Local telco, Vodafone Egypt announced in April that it had boosted its shareholding in local fintechs Bee and Masary — both subsidiaries of Ebtikar Holding for Financial Investments — to 9.99 percent each, through a subscription in capital increases for the two entities.
However, such deals have been dwarfed by the $400 million worth of funding raised by Egyptian fintech MNT-Halan in February 2023, led by Chimera Abu Dhabi.
Under the deal, Chimera — part of Abu Dhabi's Royal Group, controlled by the UAE's national security adviser and billionaire businessman Sheikh Tahnoon bin Zayed Al-Nahyan — will take a 20 percent stake in the company for $200 million. Other funding partners were Development Partners International, Apis Growth Fund II, and Lorax Capital Partners.

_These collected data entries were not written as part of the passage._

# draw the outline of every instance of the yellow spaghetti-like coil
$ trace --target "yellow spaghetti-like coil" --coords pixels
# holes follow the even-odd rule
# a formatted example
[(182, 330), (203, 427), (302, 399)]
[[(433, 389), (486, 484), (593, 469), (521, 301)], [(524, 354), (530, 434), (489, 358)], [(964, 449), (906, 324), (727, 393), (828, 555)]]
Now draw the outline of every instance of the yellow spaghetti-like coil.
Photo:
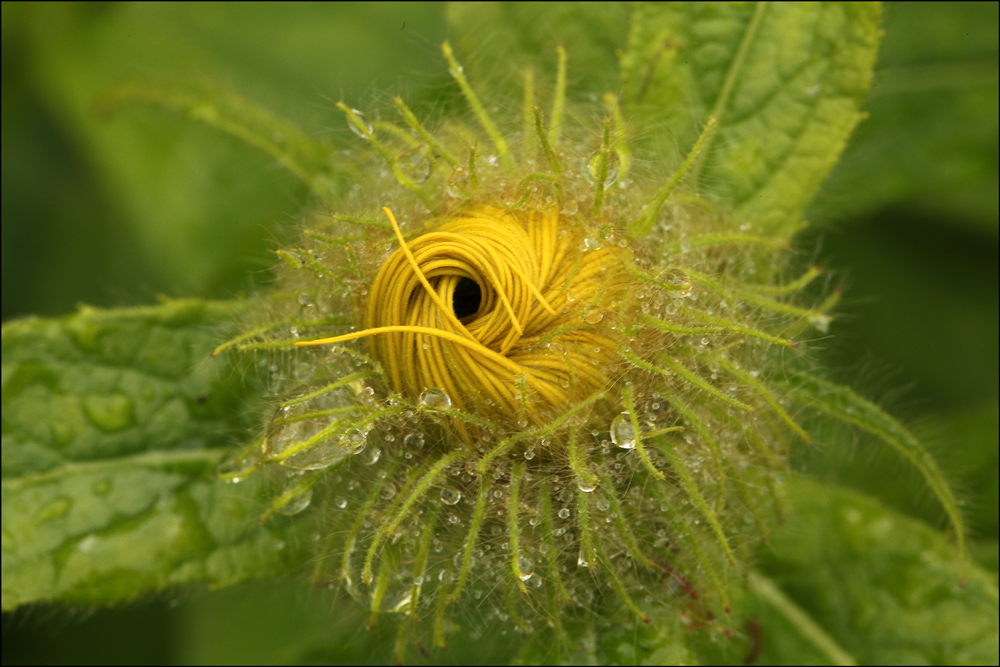
[[(368, 291), (364, 330), (307, 344), (369, 337), (395, 391), (415, 398), (440, 388), (461, 409), (523, 413), (535, 424), (604, 386), (617, 347), (607, 323), (623, 292), (616, 250), (584, 250), (555, 212), (483, 207), (409, 242), (386, 213), (401, 247)], [(459, 319), (463, 279), (480, 299)]]

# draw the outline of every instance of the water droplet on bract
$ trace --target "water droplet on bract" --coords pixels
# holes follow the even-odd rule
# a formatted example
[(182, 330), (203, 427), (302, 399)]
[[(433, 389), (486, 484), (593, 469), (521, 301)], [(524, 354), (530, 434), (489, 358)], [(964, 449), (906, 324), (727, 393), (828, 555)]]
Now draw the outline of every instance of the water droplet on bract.
[[(368, 444), (368, 433), (360, 429), (351, 429), (347, 433), (341, 436), (341, 442), (344, 445), (344, 451), (348, 456), (353, 456), (365, 448)], [(375, 458), (375, 461), (378, 457)], [(374, 463), (375, 461), (372, 461)]]
[[(407, 452), (409, 453), (409, 452)], [(378, 447), (369, 447), (364, 452), (361, 453), (361, 462), (365, 465), (371, 466), (378, 463), (378, 460), (382, 457), (382, 450)]]
[(468, 199), (472, 196), (472, 187), (469, 182), (469, 174), (465, 167), (458, 167), (448, 176), (448, 183), (445, 185), (445, 192), (455, 199)]
[(302, 305), (302, 306), (308, 306), (310, 303), (312, 303), (312, 299), (305, 292), (302, 292), (301, 294), (299, 294), (298, 301), (299, 301), (299, 304)]
[(580, 547), (580, 553), (576, 557), (576, 564), (580, 567), (590, 567), (590, 561), (587, 560), (587, 555), (583, 551), (583, 547)]
[(583, 476), (578, 476), (576, 478), (576, 485), (580, 487), (580, 490), (583, 491), (584, 493), (590, 493), (591, 491), (597, 488), (597, 479), (591, 478), (588, 480)]
[(501, 491), (500, 489), (497, 489), (496, 491), (493, 492), (493, 497), (494, 498), (503, 498), (503, 491)]
[(289, 456), (281, 464), (296, 470), (322, 470), (340, 463), (346, 456), (347, 453), (344, 451), (340, 439), (330, 437)]
[(336, 505), (338, 509), (344, 509), (347, 507), (347, 498), (337, 498), (334, 501), (334, 505)]
[(528, 426), (528, 420), (527, 419), (518, 419), (517, 420), (517, 427), (518, 428), (526, 428), (527, 426)]
[(535, 458), (535, 450), (533, 447), (528, 447), (526, 450), (524, 450), (524, 458), (526, 458), (529, 461)]
[(681, 252), (683, 252), (683, 253), (691, 252), (691, 242), (690, 241), (687, 241), (687, 240), (681, 241)]
[(604, 319), (604, 313), (597, 310), (592, 310), (589, 313), (587, 313), (587, 316), (583, 318), (583, 321), (586, 322), (587, 324), (597, 324), (603, 319)]
[[(259, 459), (255, 455), (251, 456), (237, 456), (236, 458), (224, 461), (219, 465), (216, 471), (219, 475), (223, 475), (223, 480), (229, 484), (239, 484), (245, 477), (243, 473), (251, 471), (254, 466), (259, 463)], [(98, 495), (106, 495), (111, 489), (111, 484), (107, 480), (102, 480), (103, 485), (98, 487), (97, 484), (94, 485), (94, 493)], [(98, 489), (105, 489), (104, 491), (99, 491)]]
[(518, 556), (517, 569), (521, 571), (521, 581), (531, 579), (531, 574), (535, 571), (535, 564), (524, 556)]
[(300, 493), (285, 503), (285, 506), (281, 508), (281, 513), (287, 514), (288, 516), (298, 514), (305, 508), (309, 507), (309, 503), (312, 502), (312, 495), (312, 489), (307, 489), (306, 491)]
[(833, 318), (829, 315), (813, 315), (809, 318), (809, 324), (813, 325), (820, 333), (830, 333), (830, 322)]
[[(367, 121), (367, 120), (365, 119), (365, 115), (364, 115), (363, 113), (361, 113), (361, 112), (360, 112), (360, 111), (358, 111), (357, 109), (351, 109), (351, 113), (353, 113), (353, 114), (354, 114), (355, 116), (357, 116), (357, 117), (358, 117), (358, 120), (360, 120), (360, 121), (361, 121), (361, 124), (365, 126), (365, 129), (367, 129), (369, 133), (373, 133), (373, 132), (375, 131), (375, 128), (373, 128), (373, 127), (372, 127), (372, 124), (371, 124), (371, 123), (369, 123), (369, 122), (368, 122), (368, 121)], [(354, 134), (358, 135), (358, 136), (359, 136), (359, 137), (361, 137), (362, 139), (365, 139), (365, 140), (367, 140), (367, 139), (368, 139), (368, 137), (366, 137), (366, 136), (365, 136), (365, 133), (364, 133), (364, 132), (362, 132), (362, 131), (361, 131), (360, 129), (358, 129), (358, 128), (357, 128), (357, 127), (356, 127), (356, 126), (354, 125), (354, 123), (352, 123), (352, 122), (348, 121), (348, 122), (347, 122), (347, 127), (349, 127), (349, 128), (351, 129), (351, 132), (353, 132)]]
[(403, 446), (410, 449), (420, 449), (424, 446), (424, 434), (420, 431), (409, 434), (403, 438)]
[(611, 442), (622, 449), (635, 449), (635, 431), (627, 412), (623, 412), (611, 422)]
[(559, 518), (560, 519), (568, 519), (569, 518), (569, 509), (566, 508), (566, 507), (564, 507), (561, 510), (559, 510)]
[(461, 499), (461, 492), (454, 489), (441, 489), (441, 502), (445, 505), (456, 505)]
[(389, 500), (396, 495), (396, 485), (392, 482), (386, 482), (385, 486), (382, 487), (382, 497)]
[(675, 299), (683, 299), (691, 294), (691, 278), (680, 269), (666, 269), (656, 279), (670, 288), (669, 295)]
[(563, 215), (576, 215), (579, 210), (580, 205), (576, 203), (575, 199), (567, 199), (563, 202), (562, 210), (559, 212)]
[[(601, 151), (596, 151), (586, 164), (583, 165), (583, 174), (591, 183), (597, 182), (598, 174), (601, 170)], [(612, 150), (608, 153), (608, 175), (604, 179), (604, 187), (607, 187), (618, 180), (618, 175), (622, 171), (622, 162), (618, 157), (618, 151)]]
[(435, 408), (437, 410), (451, 409), (451, 397), (448, 396), (448, 393), (444, 389), (438, 389), (437, 387), (424, 389), (420, 393), (418, 402), (427, 408)]
[(611, 503), (609, 503), (606, 499), (601, 498), (597, 501), (597, 509), (602, 512), (607, 512), (609, 507), (611, 507)]

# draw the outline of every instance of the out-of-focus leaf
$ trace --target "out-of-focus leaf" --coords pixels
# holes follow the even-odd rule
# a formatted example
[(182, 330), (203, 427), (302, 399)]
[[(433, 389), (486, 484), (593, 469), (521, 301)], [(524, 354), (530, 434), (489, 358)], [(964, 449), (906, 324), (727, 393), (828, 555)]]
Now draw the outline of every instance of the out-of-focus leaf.
[(914, 386), (907, 398), (922, 410), (960, 410), (997, 395), (1000, 272), (988, 236), (895, 210), (801, 240), (822, 250), (824, 266), (843, 269), (844, 317), (823, 352), (838, 380), (858, 386), (882, 382), (870, 377), (875, 370), (891, 372), (895, 387)]
[[(213, 474), (253, 382), (208, 353), (243, 305), (83, 308), (3, 327), (3, 609), (287, 570), (260, 492)], [(246, 381), (246, 383), (244, 383)]]
[(895, 449), (901, 457), (920, 471), (927, 486), (934, 492), (948, 514), (958, 540), (960, 558), (965, 558), (965, 521), (958, 509), (958, 502), (937, 461), (912, 433), (877, 405), (865, 400), (849, 387), (802, 374), (796, 386), (790, 389), (795, 400), (871, 433)]
[[(733, 591), (729, 642), (693, 635), (705, 664), (996, 664), (995, 578), (870, 496), (791, 477), (787, 519)], [(762, 594), (764, 593), (764, 594)]]
[(519, 99), (520, 72), (528, 66), (551, 87), (556, 45), (566, 49), (570, 94), (596, 99), (618, 91), (617, 51), (625, 45), (629, 24), (624, 3), (452, 2), (447, 19), (463, 65), (474, 81), (490, 82), (492, 93), (503, 91)]
[(858, 127), (810, 209), (847, 222), (903, 206), (998, 230), (996, 3), (892, 3)]
[[(940, 533), (878, 502), (802, 479), (764, 570), (861, 664), (996, 664), (997, 588)], [(760, 662), (781, 639), (761, 628)]]
[(108, 116), (129, 102), (160, 105), (242, 139), (277, 160), (327, 203), (332, 204), (338, 194), (344, 170), (331, 144), (307, 136), (236, 93), (210, 84), (131, 83), (102, 95), (97, 112)]
[(406, 95), (409, 76), (444, 75), (444, 21), (434, 4), (15, 9), (4, 15), (4, 40), (23, 48), (9, 61), (5, 51), (5, 67), (30, 72), (29, 89), (75, 149), (89, 186), (127, 225), (142, 254), (143, 281), (119, 288), (132, 301), (156, 291), (225, 297), (252, 288), (248, 272), (272, 264), (269, 246), (287, 239), (311, 198), (273, 158), (187, 119), (129, 107), (101, 121), (93, 112), (101, 94), (127, 81), (212, 81), (308, 136), (336, 139), (346, 134), (338, 99), (369, 109), (374, 90)]
[(717, 118), (703, 189), (737, 224), (790, 235), (862, 117), (879, 20), (877, 4), (639, 4), (623, 100), (664, 165)]
[[(357, 601), (290, 577), (202, 595), (179, 612), (178, 662), (191, 665), (391, 664), (404, 618), (382, 614), (374, 628), (363, 630), (369, 614)], [(487, 632), (460, 628), (445, 650), (411, 634), (405, 664), (506, 664), (530, 638), (494, 623)]]

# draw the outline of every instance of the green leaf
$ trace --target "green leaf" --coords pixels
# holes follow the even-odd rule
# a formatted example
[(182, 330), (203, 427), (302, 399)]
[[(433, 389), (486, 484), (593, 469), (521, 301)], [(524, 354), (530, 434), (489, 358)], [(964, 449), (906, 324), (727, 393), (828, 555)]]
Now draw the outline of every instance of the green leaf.
[(875, 3), (639, 4), (623, 101), (665, 165), (717, 118), (703, 189), (788, 236), (863, 117), (879, 19)]
[[(478, 88), (520, 99), (521, 70), (530, 66), (539, 90), (551, 91), (556, 45), (562, 45), (571, 94), (618, 90), (616, 52), (625, 44), (629, 22), (624, 3), (451, 2), (446, 16), (454, 46)], [(551, 100), (543, 100), (547, 114)]]
[(210, 84), (131, 83), (107, 91), (96, 106), (106, 116), (128, 102), (160, 105), (242, 139), (275, 158), (327, 203), (339, 194), (345, 175), (332, 144), (307, 136), (294, 123), (232, 91)]
[[(962, 588), (943, 535), (869, 497), (803, 479), (790, 480), (787, 500), (789, 518), (763, 569), (859, 663), (996, 664), (996, 584), (973, 566)], [(771, 632), (770, 606), (758, 661), (808, 661), (782, 654), (790, 642)]]
[(893, 3), (866, 104), (871, 117), (810, 220), (902, 206), (945, 226), (998, 231), (996, 3)]
[(286, 570), (260, 486), (213, 479), (254, 383), (208, 358), (244, 304), (197, 300), (3, 327), (4, 610), (112, 603)]

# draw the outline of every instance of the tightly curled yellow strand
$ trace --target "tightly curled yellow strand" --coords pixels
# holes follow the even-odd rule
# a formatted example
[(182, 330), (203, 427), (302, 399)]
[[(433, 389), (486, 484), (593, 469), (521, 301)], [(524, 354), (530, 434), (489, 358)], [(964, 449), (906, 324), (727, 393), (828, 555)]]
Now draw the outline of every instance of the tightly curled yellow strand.
[[(409, 243), (383, 210), (400, 248), (372, 284), (365, 329), (297, 346), (372, 337), (395, 391), (416, 398), (440, 388), (461, 409), (523, 413), (535, 425), (607, 383), (624, 253), (589, 247), (551, 210), (485, 206)], [(475, 310), (459, 317), (456, 290), (468, 281)]]

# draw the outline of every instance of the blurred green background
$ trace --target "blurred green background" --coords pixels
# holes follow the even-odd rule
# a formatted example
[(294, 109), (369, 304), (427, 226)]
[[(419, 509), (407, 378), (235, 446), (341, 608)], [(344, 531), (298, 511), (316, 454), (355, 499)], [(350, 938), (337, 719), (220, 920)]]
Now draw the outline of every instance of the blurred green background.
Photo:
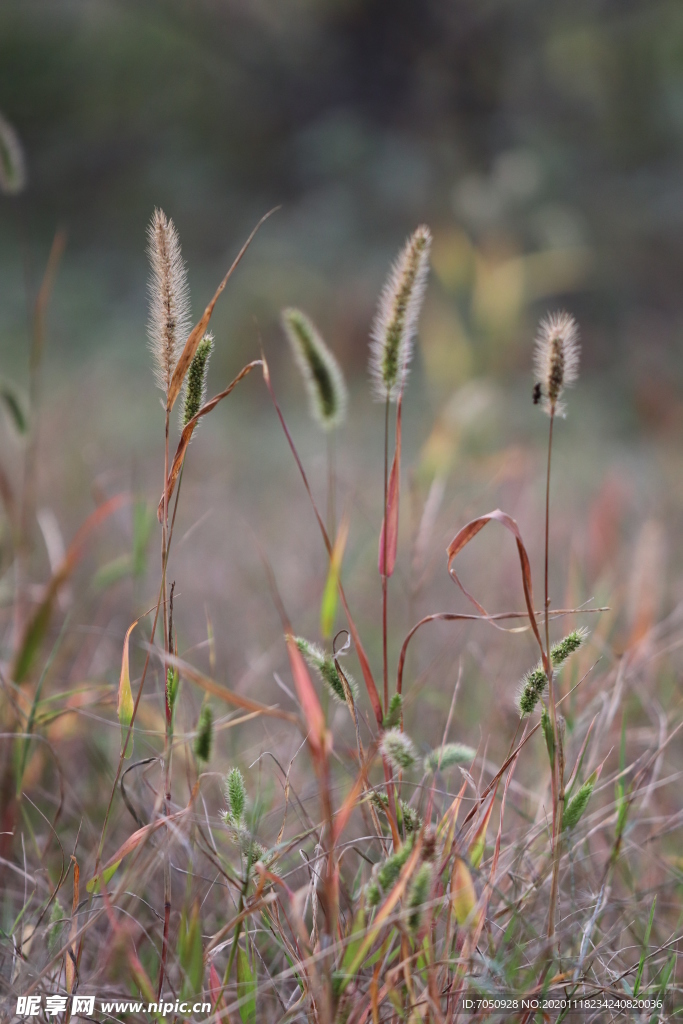
[(0, 110), (28, 189), (3, 200), (2, 354), (26, 341), (57, 225), (53, 357), (142, 366), (145, 226), (173, 216), (195, 313), (258, 217), (216, 314), (220, 370), (284, 303), (362, 372), (406, 233), (435, 234), (421, 369), (526, 372), (548, 304), (637, 426), (679, 418), (683, 10), (676, 2), (4, 0)]
[[(216, 308), (209, 387), (263, 341), (323, 500), (324, 448), (280, 309), (301, 305), (319, 324), (351, 383), (340, 505), (353, 505), (346, 571), (369, 595), (368, 617), (382, 452), (368, 333), (387, 268), (422, 221), (433, 273), (406, 403), (414, 504), (406, 477), (400, 582), (434, 479), (446, 496), (427, 564), (442, 591), (423, 610), (454, 599), (443, 550), (466, 515), (502, 504), (538, 554), (546, 421), (531, 405), (532, 341), (538, 318), (563, 306), (583, 355), (557, 436), (555, 593), (573, 558), (573, 600), (635, 587), (637, 607), (645, 588), (651, 622), (679, 599), (673, 572), (671, 593), (663, 579), (677, 564), (665, 552), (677, 549), (683, 469), (679, 3), (4, 0), (0, 110), (27, 164), (25, 192), (0, 198), (0, 359), (20, 384), (27, 306), (55, 229), (68, 234), (48, 318), (40, 484), (65, 534), (92, 492), (132, 483), (156, 502), (160, 491), (146, 345), (154, 206), (178, 227), (198, 317), (254, 223), (280, 205)], [(263, 648), (259, 615), (278, 638), (252, 530), (292, 614), (315, 630), (323, 550), (254, 379), (193, 443), (179, 515), (193, 538), (177, 552), (196, 617), (188, 639), (206, 635), (207, 606), (231, 623), (219, 645), (240, 664)], [(638, 544), (645, 569), (632, 565)], [(498, 547), (487, 550), (481, 585), (516, 602), (514, 553), (501, 582)], [(129, 608), (116, 614), (101, 659), (114, 665), (131, 620)]]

Other international investors from beyond are also being attracted to Egypt's fintech space. Payments-enabler Paymob secured $50 million worth of Series B funding in May 2022, with PayPal Ventures, Kora Capital, and Clay Point leading the round.
The same month witnessed Amazon agree to take over $10 million worth of EFG Hermes global depositary receipt shares with an option to convert them into a 4 percent stake in ValU — the bank's rapidly growing buy-now, pay-later arm — adding ValU as a payment option for amazon.eg from July.